Kevin Clark, director of IT operations for Lucasfilm, discusses how their data center works: * Linux-based platform, SUSE (looking to change), and a lot of proprietary open source applications for content creation. * 4,500-processor render farm in the datacenter. Workstations are used off hours. * Developed their own proprietary scheduler to schedule their 5,500 available processors. * Render nodes, the blade racks (from Verari), run dual-core dual Opteron chips with 32GB of memory on board, but are expanding those to quad-core.
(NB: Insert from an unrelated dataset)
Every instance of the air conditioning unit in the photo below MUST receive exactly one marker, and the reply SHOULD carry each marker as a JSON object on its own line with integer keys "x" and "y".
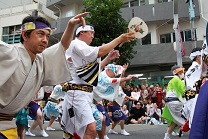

Are an AMD shop. * 400TB of storage online for production. * Every night they write out 10-20TB of new data on a render. A project will use up to a hundred-plus terabytes of storage. * Incremental backups are a challenge because the data changes up to 50 percent over a week. * NetApps used for storage. They like the global namespace in the virtual file system. * Foundry Networks architecture shop. One of the larger 10-GbE-backbone facilities on the West coast. 350-plus 10 GbE ports that used for distribution throughout the facility and the backend. * Grid computing used for over 4 years. * A 10-Gig dark fiber connection connects San Rafael and their home office. Enables them to co-render and co-storage between the two facilities. No difference in performance in terms of where they went to look for their data and their shots. * Artists get server class machines: HP 9400 workstations with dual-core dual Opteron processors and 16GB of memory. * Challenge now is to better segment storage to not continue to sink costs into high-cost disks. * VMware used to host a lot of development environments. Allows the quick turn up of testing as the tests can be allocated across VMs. * Provides PoE (power-over-ethernet) out from the switch to all of our Web farms. * Next push on the facilities side. How to be more efficient at airflow management and power utilization.